[patch] hashcache fixes
Martin Pool
mbp at canonical.com
Tue Jul 11 11:46:43 BST 2006
OK, here is an additional patch that
- moves the functions that depend on the OS state into HashCache
- removes dead 'FixThisError' (??) from test_hashcache
- adds new FakeHashCache, which gives the test suite control of
how the files and clock appear to the hashcache
- new tests using this which check three key behaviours:
- new files are not inserted in the cache
- old files are inserted in the cache and can hit
- if a file is modified within a short time window, we don't get
an incorrect cached result
Obviously we could make the fake cache much more sophisiticated but I
think this fixes the immediate problem and gives a foundation for future
work. What do you think?
There are now no skipped or stubbed-out tests here and none that may
pass or fail depending on environment variances.
--
Martin
-------------- next part --------------
=== modified file 'bzrlib/hashcache.py'
--- bzrlib/hashcache.py 2006-07-09 06:28:38 +0000
+++ bzrlib/hashcache.py 2006-07-11 10:25:08 +0000
@@ -42,20 +42,6 @@
FP_CTIME_COLUMN = 2
FP_MODE_COLUMN = 5
-def _fingerprint(abspath):
- try:
- fs = os.lstat(abspath)
- except OSError:
- # might be missing, etc
- return None
-
- if stat.S_ISDIR(fs.st_mode):
- return None
-
- # we discard any high precision because it's not reliable; perhaps we
- # could do better on some systems?
- return (fs.st_size, long(fs.st_mtime),
- long(fs.st_ctime), fs.st_ino, fs.st_dev, fs.st_mode)
class HashCache(object):
@@ -131,7 +117,7 @@
for inum, path, cache_entry in prep:
abspath = pathjoin(self.root, path)
- fp = _fingerprint(abspath)
+ fp = self._fingerprint(abspath)
self.stat_count += 1
cache_fp = cache_entry[1]
@@ -142,13 +128,12 @@
self.needs_write = True
del self._cache[path]
-
def get_sha1(self, path):
"""Return the sha1 of a file.
"""
abspath = pathjoin(self.root, path)
self.stat_count += 1
- file_fp = _fingerprint(abspath)
+ file_fp = self._fingerprint(abspath)
if not file_fp:
# not a regular file or not existing
@@ -173,7 +158,7 @@
mode = file_fp[FP_MODE_COLUMN]
if stat.S_ISREG(mode):
- digest = sha_file(file(abspath, 'rb', buffering=65000))

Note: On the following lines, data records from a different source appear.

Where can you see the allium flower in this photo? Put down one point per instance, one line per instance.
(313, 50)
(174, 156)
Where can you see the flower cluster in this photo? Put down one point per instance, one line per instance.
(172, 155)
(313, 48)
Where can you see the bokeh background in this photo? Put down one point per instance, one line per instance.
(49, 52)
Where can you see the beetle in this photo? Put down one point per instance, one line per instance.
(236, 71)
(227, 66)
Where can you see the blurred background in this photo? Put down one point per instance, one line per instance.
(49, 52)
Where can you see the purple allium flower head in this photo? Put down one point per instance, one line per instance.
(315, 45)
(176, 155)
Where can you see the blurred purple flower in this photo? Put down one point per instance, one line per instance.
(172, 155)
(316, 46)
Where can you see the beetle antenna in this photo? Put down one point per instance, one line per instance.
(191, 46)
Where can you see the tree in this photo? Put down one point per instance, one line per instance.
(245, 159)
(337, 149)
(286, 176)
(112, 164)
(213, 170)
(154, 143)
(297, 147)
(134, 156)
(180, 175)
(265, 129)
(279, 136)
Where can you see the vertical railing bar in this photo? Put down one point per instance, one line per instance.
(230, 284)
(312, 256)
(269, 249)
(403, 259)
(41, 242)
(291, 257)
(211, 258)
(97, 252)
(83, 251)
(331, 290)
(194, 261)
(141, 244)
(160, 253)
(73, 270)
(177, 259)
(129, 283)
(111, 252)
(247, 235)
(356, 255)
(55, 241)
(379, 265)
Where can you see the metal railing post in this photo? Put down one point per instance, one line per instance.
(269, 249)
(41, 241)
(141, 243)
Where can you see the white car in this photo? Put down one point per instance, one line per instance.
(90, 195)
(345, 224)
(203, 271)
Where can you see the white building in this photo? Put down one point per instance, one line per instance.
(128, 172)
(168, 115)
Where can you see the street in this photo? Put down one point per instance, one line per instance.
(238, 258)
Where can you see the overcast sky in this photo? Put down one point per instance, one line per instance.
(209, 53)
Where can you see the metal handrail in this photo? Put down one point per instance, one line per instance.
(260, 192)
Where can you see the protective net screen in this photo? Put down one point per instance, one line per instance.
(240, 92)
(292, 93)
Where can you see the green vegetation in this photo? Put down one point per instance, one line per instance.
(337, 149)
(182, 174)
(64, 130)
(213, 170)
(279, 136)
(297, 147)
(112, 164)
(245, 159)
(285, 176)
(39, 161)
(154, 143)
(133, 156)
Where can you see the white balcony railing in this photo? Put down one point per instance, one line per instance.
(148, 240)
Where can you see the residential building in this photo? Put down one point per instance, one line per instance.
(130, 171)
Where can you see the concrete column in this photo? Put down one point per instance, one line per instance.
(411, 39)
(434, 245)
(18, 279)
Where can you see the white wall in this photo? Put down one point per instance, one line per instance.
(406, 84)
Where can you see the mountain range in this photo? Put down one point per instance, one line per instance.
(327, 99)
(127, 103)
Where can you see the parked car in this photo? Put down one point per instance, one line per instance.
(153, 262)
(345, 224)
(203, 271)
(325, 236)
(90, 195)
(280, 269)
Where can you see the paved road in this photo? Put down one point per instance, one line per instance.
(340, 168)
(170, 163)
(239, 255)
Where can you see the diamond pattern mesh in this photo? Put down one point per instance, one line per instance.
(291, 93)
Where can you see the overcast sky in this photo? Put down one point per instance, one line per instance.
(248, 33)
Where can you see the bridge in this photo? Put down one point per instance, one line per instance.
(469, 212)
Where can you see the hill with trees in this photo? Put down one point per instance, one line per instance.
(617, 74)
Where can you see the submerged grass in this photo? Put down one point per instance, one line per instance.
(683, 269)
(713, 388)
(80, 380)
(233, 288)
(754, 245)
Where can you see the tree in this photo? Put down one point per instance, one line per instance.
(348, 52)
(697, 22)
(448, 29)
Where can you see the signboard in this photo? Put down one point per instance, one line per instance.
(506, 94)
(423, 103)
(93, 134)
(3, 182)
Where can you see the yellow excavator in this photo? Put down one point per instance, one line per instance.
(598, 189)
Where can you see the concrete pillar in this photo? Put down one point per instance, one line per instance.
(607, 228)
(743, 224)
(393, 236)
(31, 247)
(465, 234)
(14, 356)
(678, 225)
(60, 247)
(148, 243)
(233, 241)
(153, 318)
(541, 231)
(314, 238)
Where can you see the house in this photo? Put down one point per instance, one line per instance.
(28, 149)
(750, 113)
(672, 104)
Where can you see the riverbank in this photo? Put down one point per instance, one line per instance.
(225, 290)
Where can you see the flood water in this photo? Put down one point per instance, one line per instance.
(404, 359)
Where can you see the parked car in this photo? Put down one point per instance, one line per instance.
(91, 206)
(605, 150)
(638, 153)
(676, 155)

+ digest = self._really_sha1_file(abspath)
elif stat.S_ISLNK(mode):
digest = sha.new(os.readlink(abspath)).hexdigest()
else:
@@ -181,7 +166,7 @@
# window of 3 seconds to allow for 2s resolution on windows,
# unsynchronized file servers, etc.
- cutoff = int(time.time()) - 3
+ cutoff = self._cutoff_time()
if file_fp[FP_MTIME_COLUMN] >= cutoff \
or file_fp[FP_CTIME_COLUMN] >= cutoff:
# changed too recently; can't be cached. we can
@@ -209,6 +194,10 @@
self.needs_write = True
self._cache[path] = (digest, file_fp)
return digest
+
+ def _really_sha1_file(self, abspath):
+ """Calculate the SHA1 of a file by reading the full text"""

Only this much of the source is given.